Please cite this report as:
Global Volcanism Program, 2010. Report on Kilauea (United States) (Sennert, S, ed.). Weekly Volcanic Activity Report, 19 May-25 May 2010. Smithsonian Institution and US Geological Survey.
19.421°N, 155.287°W; summit elev. 1222 m
All times are local (unless otherwise noted)
During 19-25 May HVO reported that activity at Kilauea continued from the summit and the east rift zone. At the summit, occasional rising and falling of the circulating, crusting, and bubbling lava-pool surface continued at the deep pit inset within the floor of Halema'uma'u crater; glow from the vent was visible. The plume of gas from the summit vent drifted SW. Sulfur dioxide emission rates measured at the summit during 19-21 and 24 May were in the 800-1,200 tonnes/day range.
At the east rift zone, lava flows that broke out of the TEB lava-tube system had advanced down the Pulama pali onto the coastal plain and headed S, entering the ocean at Ki. Other lava flows were active on the flow field. A small lava flow issued from a vent on Pu'u 'O'o's S crater wall on 21 May.

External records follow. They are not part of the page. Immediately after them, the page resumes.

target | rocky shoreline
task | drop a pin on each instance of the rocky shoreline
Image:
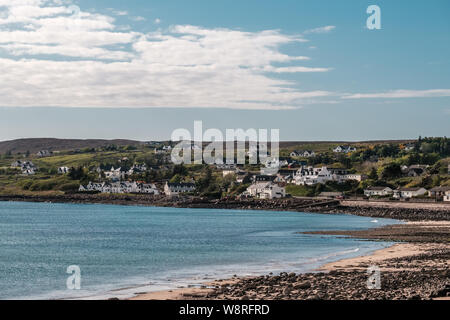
(423, 273)
(420, 212)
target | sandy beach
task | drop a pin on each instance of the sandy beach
(417, 268)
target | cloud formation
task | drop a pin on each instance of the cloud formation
(394, 94)
(324, 29)
(54, 54)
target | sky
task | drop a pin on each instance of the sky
(141, 69)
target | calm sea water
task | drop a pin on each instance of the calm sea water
(122, 250)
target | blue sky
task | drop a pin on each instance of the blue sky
(140, 69)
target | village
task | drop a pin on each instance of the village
(296, 172)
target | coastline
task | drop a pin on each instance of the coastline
(419, 239)
(407, 211)
(409, 270)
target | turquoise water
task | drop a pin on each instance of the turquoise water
(137, 249)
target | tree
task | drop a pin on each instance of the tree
(392, 170)
(373, 174)
(205, 182)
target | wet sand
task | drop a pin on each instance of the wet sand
(417, 268)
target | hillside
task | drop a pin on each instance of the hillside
(36, 144)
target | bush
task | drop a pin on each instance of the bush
(69, 187)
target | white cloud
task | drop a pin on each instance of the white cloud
(100, 64)
(120, 13)
(401, 94)
(138, 18)
(325, 29)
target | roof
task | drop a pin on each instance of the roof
(260, 185)
(181, 184)
(376, 188)
(331, 194)
(411, 189)
(444, 188)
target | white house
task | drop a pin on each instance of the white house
(120, 187)
(115, 174)
(344, 149)
(228, 172)
(438, 192)
(63, 170)
(172, 189)
(409, 146)
(137, 168)
(44, 153)
(377, 191)
(28, 172)
(409, 192)
(303, 153)
(23, 165)
(266, 190)
(311, 176)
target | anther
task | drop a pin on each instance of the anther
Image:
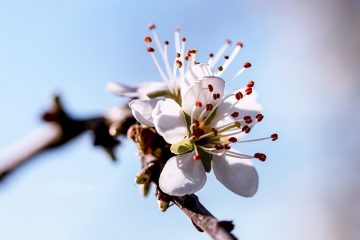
(240, 44)
(247, 65)
(209, 107)
(246, 129)
(211, 88)
(214, 131)
(150, 49)
(259, 117)
(147, 39)
(248, 91)
(179, 63)
(198, 104)
(239, 95)
(260, 156)
(233, 139)
(248, 119)
(274, 137)
(235, 114)
(152, 26)
(250, 84)
(219, 147)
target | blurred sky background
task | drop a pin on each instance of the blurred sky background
(306, 67)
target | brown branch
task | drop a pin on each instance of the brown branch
(61, 129)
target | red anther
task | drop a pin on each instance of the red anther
(197, 132)
(274, 137)
(235, 114)
(198, 104)
(260, 156)
(233, 139)
(259, 117)
(211, 88)
(196, 122)
(246, 129)
(179, 63)
(247, 65)
(248, 119)
(239, 95)
(150, 49)
(152, 26)
(147, 39)
(250, 84)
(209, 107)
(219, 147)
(214, 131)
(240, 44)
(248, 91)
(192, 51)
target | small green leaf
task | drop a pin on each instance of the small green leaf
(182, 147)
(205, 159)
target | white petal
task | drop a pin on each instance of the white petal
(182, 175)
(140, 90)
(200, 92)
(142, 110)
(237, 174)
(169, 121)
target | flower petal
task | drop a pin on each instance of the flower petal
(140, 90)
(169, 121)
(200, 92)
(142, 110)
(237, 174)
(182, 175)
(195, 72)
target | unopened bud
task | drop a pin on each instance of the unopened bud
(163, 205)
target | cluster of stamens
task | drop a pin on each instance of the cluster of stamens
(216, 141)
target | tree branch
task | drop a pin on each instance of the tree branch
(61, 129)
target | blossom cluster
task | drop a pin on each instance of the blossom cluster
(192, 112)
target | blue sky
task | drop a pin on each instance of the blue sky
(76, 47)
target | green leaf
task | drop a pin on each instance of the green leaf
(205, 159)
(182, 147)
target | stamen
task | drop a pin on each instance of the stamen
(241, 70)
(219, 53)
(231, 58)
(260, 156)
(259, 117)
(274, 137)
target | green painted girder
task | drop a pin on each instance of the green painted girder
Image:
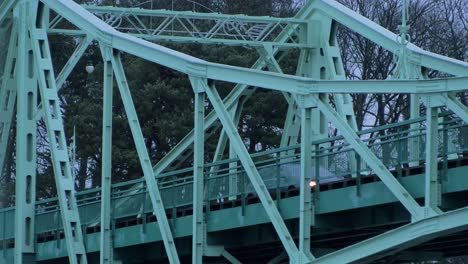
(8, 93)
(196, 67)
(106, 243)
(252, 172)
(332, 201)
(370, 158)
(26, 130)
(193, 27)
(56, 135)
(6, 6)
(401, 238)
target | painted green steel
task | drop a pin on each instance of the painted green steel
(26, 85)
(433, 194)
(251, 170)
(143, 155)
(415, 233)
(198, 225)
(73, 60)
(305, 199)
(8, 93)
(196, 67)
(233, 218)
(55, 130)
(313, 31)
(194, 27)
(106, 255)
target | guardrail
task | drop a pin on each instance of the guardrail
(333, 160)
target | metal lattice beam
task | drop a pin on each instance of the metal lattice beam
(193, 27)
(145, 161)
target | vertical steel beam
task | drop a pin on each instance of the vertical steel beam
(198, 85)
(145, 161)
(305, 206)
(433, 195)
(374, 163)
(252, 172)
(25, 197)
(106, 244)
(56, 135)
(8, 95)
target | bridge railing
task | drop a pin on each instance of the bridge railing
(279, 168)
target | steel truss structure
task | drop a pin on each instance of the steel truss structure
(29, 74)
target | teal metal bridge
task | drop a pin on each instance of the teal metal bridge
(394, 193)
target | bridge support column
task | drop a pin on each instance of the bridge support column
(26, 83)
(433, 194)
(305, 207)
(198, 230)
(144, 158)
(106, 243)
(64, 179)
(252, 172)
(8, 91)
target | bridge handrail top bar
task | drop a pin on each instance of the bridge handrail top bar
(200, 68)
(189, 14)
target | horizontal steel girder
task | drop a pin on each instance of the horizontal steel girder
(200, 68)
(402, 238)
(194, 27)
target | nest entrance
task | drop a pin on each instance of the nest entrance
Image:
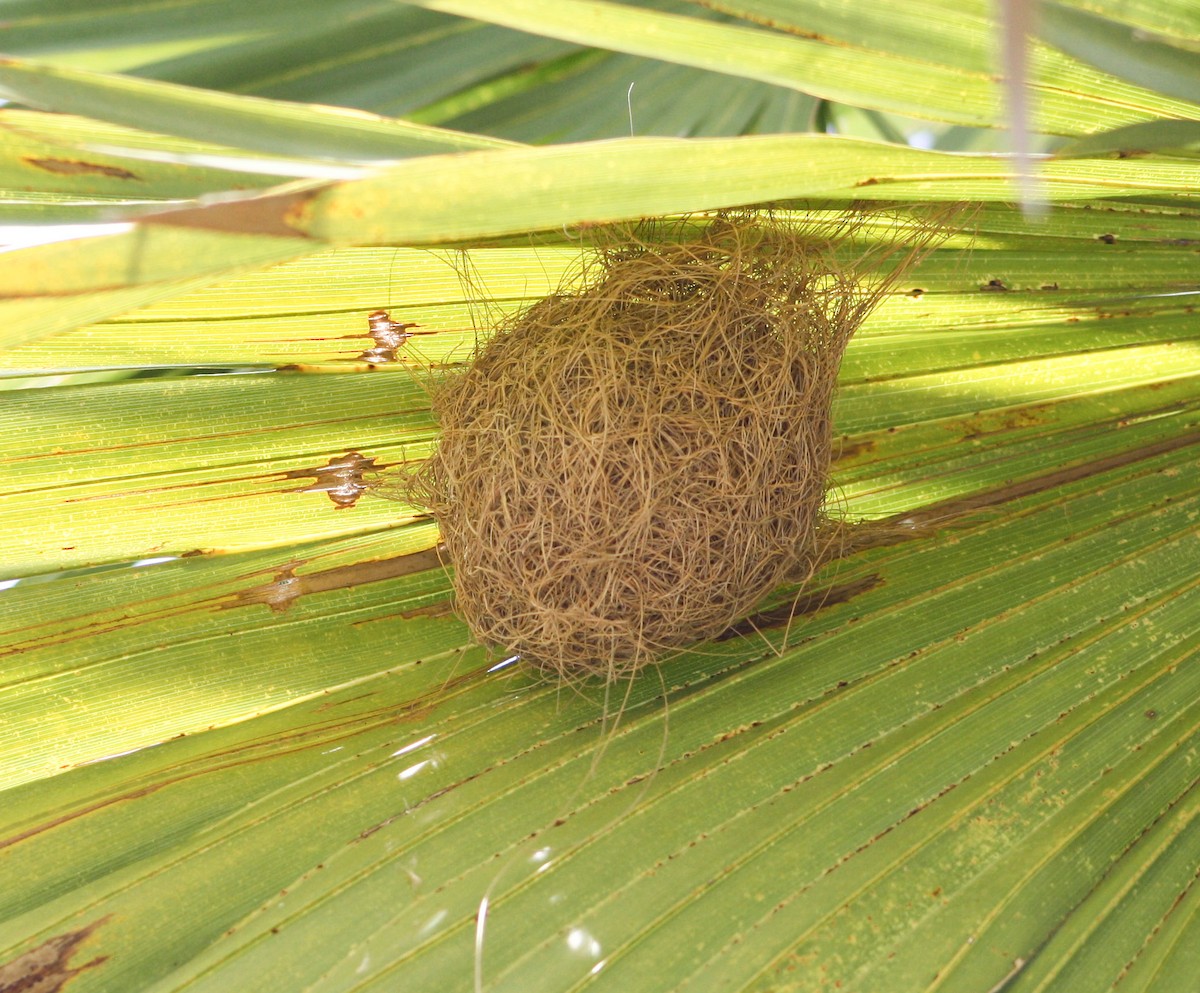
(628, 467)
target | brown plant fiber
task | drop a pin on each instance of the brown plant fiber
(629, 465)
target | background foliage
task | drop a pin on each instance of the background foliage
(244, 744)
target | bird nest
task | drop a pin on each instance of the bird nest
(630, 464)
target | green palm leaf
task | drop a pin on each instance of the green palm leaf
(244, 741)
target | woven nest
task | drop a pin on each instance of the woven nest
(629, 465)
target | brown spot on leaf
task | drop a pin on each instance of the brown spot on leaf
(75, 167)
(287, 587)
(342, 479)
(389, 337)
(47, 968)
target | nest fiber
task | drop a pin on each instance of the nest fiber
(629, 465)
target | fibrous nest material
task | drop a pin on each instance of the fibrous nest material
(630, 464)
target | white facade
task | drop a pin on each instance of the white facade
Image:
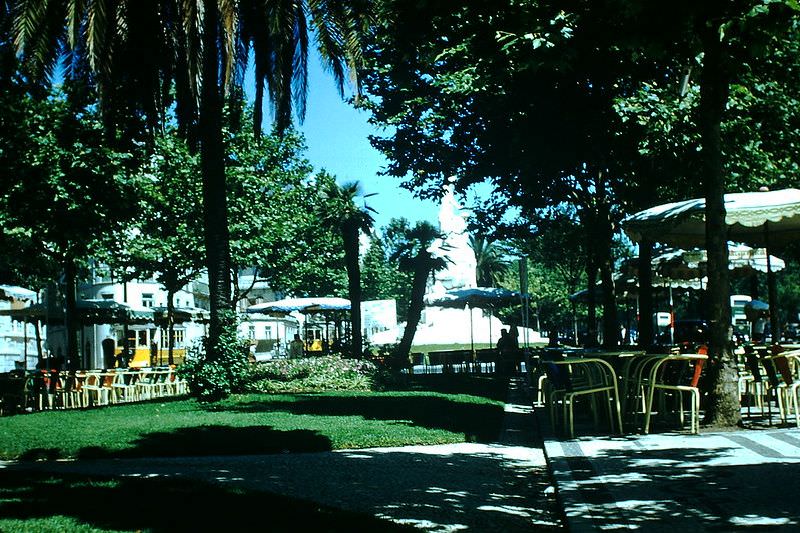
(17, 341)
(137, 294)
(269, 336)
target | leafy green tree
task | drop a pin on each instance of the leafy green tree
(415, 257)
(65, 191)
(338, 208)
(201, 50)
(164, 241)
(383, 279)
(490, 264)
(274, 223)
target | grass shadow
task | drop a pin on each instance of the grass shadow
(488, 386)
(478, 422)
(32, 501)
(216, 440)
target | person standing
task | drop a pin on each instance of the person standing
(296, 347)
(109, 346)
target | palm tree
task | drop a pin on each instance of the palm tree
(338, 208)
(143, 56)
(489, 263)
(415, 256)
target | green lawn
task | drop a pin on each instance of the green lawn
(434, 410)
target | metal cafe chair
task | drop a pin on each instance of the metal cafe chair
(572, 378)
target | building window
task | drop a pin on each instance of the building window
(178, 336)
(147, 299)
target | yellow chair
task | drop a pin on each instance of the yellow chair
(571, 378)
(659, 380)
(94, 390)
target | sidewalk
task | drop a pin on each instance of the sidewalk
(721, 481)
(502, 486)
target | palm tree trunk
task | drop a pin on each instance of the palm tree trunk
(421, 272)
(170, 327)
(645, 294)
(212, 163)
(350, 235)
(591, 306)
(723, 407)
(70, 314)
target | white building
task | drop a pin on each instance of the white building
(17, 339)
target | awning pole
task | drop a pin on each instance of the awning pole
(772, 289)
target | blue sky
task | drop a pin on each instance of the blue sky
(336, 135)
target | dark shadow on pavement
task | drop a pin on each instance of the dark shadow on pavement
(34, 501)
(481, 489)
(685, 487)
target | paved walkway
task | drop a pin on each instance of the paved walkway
(466, 487)
(724, 481)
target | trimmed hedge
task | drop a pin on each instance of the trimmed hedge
(312, 374)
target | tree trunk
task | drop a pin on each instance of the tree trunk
(605, 230)
(70, 315)
(170, 327)
(645, 294)
(212, 162)
(574, 323)
(723, 406)
(350, 235)
(419, 283)
(591, 306)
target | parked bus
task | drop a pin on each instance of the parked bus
(739, 320)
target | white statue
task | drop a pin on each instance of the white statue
(461, 264)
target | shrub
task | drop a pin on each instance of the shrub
(312, 374)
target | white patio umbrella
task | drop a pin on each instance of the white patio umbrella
(480, 297)
(319, 304)
(307, 305)
(764, 218)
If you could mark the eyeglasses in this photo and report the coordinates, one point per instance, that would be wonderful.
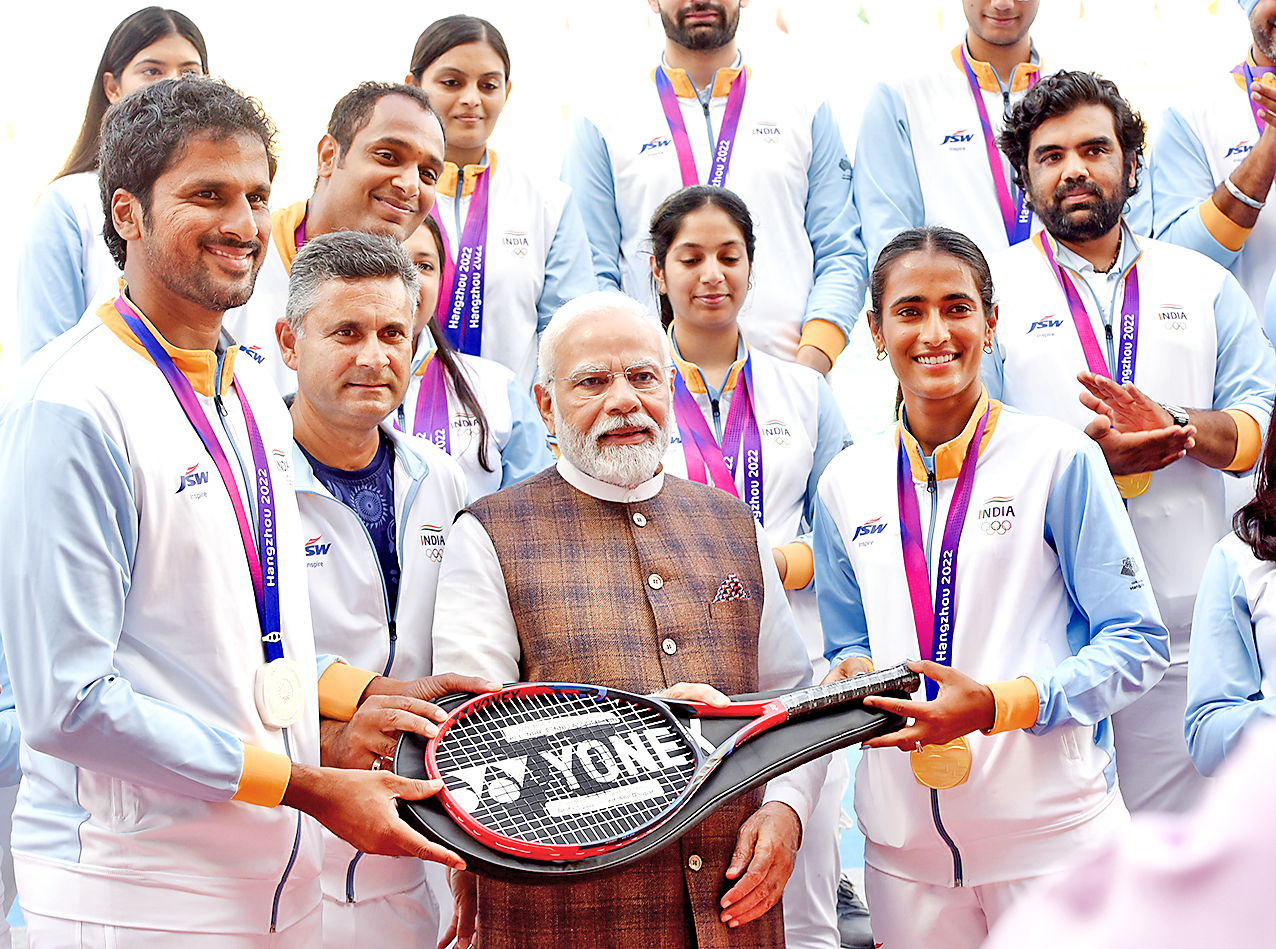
(592, 383)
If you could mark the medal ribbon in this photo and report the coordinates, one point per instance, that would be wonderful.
(1016, 216)
(462, 322)
(706, 458)
(721, 158)
(260, 552)
(431, 404)
(938, 616)
(1127, 346)
(1252, 73)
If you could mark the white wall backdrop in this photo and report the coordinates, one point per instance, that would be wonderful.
(299, 59)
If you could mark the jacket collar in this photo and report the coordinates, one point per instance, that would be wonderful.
(604, 491)
(986, 75)
(283, 231)
(199, 366)
(685, 88)
(692, 374)
(468, 176)
(951, 454)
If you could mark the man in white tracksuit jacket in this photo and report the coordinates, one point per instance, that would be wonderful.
(156, 741)
(377, 507)
(1174, 329)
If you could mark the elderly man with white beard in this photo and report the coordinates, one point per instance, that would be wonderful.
(605, 570)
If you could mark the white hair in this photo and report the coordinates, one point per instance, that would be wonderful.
(588, 305)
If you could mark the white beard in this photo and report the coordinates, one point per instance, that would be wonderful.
(624, 466)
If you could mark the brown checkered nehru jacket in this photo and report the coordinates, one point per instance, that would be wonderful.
(622, 595)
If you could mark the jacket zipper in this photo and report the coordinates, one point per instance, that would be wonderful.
(933, 490)
(287, 745)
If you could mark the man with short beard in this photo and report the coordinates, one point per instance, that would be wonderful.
(1115, 334)
(1215, 161)
(605, 570)
(701, 117)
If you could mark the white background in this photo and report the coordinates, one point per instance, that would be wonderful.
(299, 59)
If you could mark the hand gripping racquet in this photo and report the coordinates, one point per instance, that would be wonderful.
(559, 772)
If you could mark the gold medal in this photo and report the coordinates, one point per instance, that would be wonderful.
(942, 765)
(1133, 485)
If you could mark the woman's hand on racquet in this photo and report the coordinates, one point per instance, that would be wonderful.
(465, 910)
(764, 853)
(360, 808)
(961, 707)
(694, 691)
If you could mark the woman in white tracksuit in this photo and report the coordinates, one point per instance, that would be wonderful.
(992, 786)
(790, 427)
(65, 264)
(475, 410)
(516, 248)
(1231, 667)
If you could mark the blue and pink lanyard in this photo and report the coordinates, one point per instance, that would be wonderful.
(1127, 341)
(706, 458)
(260, 551)
(1016, 214)
(934, 620)
(461, 310)
(431, 417)
(721, 158)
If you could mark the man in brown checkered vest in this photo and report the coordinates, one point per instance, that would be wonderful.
(604, 570)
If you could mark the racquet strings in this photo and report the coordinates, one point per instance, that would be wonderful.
(564, 768)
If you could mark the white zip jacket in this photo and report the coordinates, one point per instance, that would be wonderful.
(133, 639)
(1201, 142)
(517, 439)
(65, 265)
(348, 606)
(1053, 611)
(1231, 672)
(1198, 347)
(801, 429)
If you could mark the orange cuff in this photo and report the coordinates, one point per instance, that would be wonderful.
(1221, 227)
(799, 564)
(824, 336)
(340, 689)
(264, 777)
(1017, 703)
(1249, 440)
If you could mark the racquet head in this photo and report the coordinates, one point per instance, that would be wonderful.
(560, 772)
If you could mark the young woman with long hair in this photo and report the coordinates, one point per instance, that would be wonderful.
(762, 429)
(475, 410)
(514, 245)
(990, 786)
(64, 262)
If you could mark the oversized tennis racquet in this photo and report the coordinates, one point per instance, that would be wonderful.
(563, 772)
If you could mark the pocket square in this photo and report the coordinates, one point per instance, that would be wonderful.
(731, 588)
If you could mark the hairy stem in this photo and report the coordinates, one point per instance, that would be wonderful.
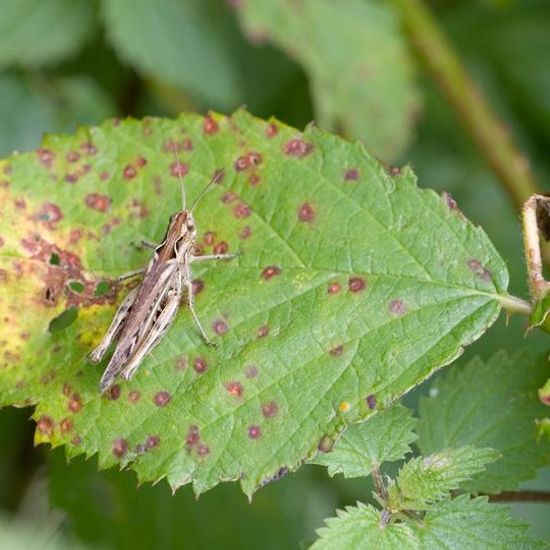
(489, 133)
(379, 486)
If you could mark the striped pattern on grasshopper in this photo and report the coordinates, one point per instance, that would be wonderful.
(148, 311)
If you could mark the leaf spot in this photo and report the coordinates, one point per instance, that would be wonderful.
(271, 271)
(476, 267)
(120, 447)
(45, 425)
(271, 130)
(219, 326)
(297, 147)
(344, 406)
(45, 156)
(210, 126)
(134, 396)
(200, 365)
(254, 431)
(397, 307)
(371, 401)
(334, 288)
(356, 284)
(251, 371)
(179, 169)
(162, 398)
(234, 388)
(98, 202)
(270, 410)
(66, 425)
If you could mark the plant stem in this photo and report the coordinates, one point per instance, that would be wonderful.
(521, 496)
(489, 133)
(538, 286)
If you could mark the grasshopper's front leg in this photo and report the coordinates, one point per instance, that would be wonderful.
(114, 329)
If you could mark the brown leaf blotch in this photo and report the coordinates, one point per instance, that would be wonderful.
(162, 398)
(270, 410)
(270, 272)
(45, 425)
(356, 284)
(120, 447)
(254, 431)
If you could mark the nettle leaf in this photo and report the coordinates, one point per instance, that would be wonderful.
(361, 448)
(350, 287)
(475, 404)
(458, 523)
(363, 526)
(356, 60)
(35, 33)
(424, 480)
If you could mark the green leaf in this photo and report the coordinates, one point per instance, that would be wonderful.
(107, 510)
(451, 524)
(424, 480)
(33, 32)
(477, 403)
(356, 60)
(350, 287)
(196, 46)
(474, 523)
(363, 526)
(361, 448)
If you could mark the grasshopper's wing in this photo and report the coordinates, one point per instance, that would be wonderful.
(163, 321)
(115, 328)
(138, 343)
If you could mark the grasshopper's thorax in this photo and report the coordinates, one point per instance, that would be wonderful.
(180, 236)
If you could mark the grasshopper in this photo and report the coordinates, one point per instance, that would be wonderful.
(148, 311)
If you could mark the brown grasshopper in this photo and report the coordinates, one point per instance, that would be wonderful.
(148, 311)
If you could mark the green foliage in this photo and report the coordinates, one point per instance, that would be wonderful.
(196, 46)
(107, 509)
(238, 411)
(359, 69)
(476, 404)
(19, 535)
(453, 523)
(361, 448)
(27, 106)
(425, 480)
(34, 33)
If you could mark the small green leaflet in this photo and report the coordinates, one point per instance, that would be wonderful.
(384, 438)
(452, 524)
(426, 479)
(476, 403)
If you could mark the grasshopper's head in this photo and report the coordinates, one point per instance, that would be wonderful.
(182, 228)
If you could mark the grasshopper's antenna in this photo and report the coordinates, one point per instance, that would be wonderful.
(178, 166)
(216, 178)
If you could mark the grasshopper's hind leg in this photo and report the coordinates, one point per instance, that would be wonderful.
(114, 329)
(191, 305)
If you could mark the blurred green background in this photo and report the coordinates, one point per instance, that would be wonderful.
(349, 67)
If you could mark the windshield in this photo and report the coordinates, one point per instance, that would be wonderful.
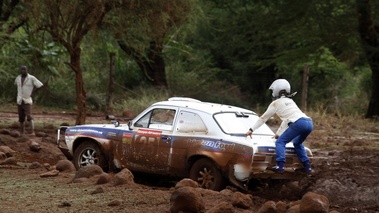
(239, 123)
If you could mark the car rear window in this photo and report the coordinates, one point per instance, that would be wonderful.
(239, 123)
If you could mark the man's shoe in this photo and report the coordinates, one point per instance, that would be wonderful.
(307, 171)
(276, 169)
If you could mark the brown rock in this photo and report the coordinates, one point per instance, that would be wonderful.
(15, 133)
(294, 209)
(8, 151)
(103, 179)
(114, 203)
(312, 202)
(98, 190)
(187, 182)
(65, 166)
(35, 165)
(241, 200)
(123, 177)
(5, 131)
(268, 207)
(34, 146)
(223, 207)
(51, 173)
(9, 161)
(281, 207)
(41, 134)
(2, 155)
(88, 171)
(186, 199)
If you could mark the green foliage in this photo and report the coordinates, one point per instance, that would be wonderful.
(138, 99)
(214, 50)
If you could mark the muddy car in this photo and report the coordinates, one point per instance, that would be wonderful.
(182, 137)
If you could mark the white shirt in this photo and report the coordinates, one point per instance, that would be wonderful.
(287, 111)
(24, 90)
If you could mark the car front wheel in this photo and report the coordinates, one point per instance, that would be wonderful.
(206, 173)
(89, 153)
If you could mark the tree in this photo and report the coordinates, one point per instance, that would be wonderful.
(370, 44)
(10, 21)
(68, 22)
(142, 28)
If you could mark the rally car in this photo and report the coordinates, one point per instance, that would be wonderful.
(182, 137)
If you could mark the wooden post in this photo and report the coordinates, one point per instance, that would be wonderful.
(304, 90)
(110, 84)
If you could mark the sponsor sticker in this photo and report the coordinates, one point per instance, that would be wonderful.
(127, 137)
(149, 133)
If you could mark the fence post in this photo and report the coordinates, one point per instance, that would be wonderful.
(304, 90)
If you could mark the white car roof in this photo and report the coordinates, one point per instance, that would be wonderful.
(201, 106)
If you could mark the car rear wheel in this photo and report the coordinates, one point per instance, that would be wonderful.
(89, 153)
(206, 173)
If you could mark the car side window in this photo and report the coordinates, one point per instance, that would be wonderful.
(157, 119)
(190, 122)
(144, 121)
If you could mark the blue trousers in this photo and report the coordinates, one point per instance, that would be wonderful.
(297, 132)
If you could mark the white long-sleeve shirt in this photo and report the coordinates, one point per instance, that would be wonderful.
(287, 111)
(24, 90)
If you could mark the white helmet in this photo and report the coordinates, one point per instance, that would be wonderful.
(278, 85)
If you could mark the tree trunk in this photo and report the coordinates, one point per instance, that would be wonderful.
(370, 45)
(110, 84)
(152, 65)
(304, 88)
(81, 95)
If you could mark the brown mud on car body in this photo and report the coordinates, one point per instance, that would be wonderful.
(182, 137)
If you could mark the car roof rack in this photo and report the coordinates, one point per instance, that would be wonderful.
(183, 99)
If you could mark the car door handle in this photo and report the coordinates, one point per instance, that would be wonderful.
(166, 138)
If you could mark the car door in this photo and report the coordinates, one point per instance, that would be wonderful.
(148, 146)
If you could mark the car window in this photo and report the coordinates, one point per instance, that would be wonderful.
(239, 123)
(144, 121)
(157, 119)
(190, 122)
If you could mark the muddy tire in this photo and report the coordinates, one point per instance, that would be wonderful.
(206, 173)
(89, 153)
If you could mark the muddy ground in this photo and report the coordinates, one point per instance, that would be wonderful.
(346, 168)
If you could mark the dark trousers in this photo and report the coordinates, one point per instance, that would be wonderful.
(24, 111)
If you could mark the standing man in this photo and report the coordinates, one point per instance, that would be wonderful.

Geological Summary. Kilauea overlaps the E flank of the massive Mauna Loa shield volcano in the island of Hawaii. Eruptions are prominent in Polynesian legends; written documentation since 1820 records frequent summit and flank lava flow eruptions interspersed with periods of long-term lava lake activity at Halemaumau crater in the summit caldera until 1924. The 3 x 5 km caldera was formed in several stages about 1,500 years ago and during the 18th century; eruptions have also originated from the lengthy East and Southwest rift zones, which extend to the ocean in both directions. About 90% of the surface of the basaltic shield volcano is formed of lava flows less than about 1,100 years old; 70% of the surface is younger than 600 years. The long-term eruption from the East rift zone between 1983 and 2018 produced lava flows covering more than 100 km2, destroyed hundreds of houses, and added new coastline.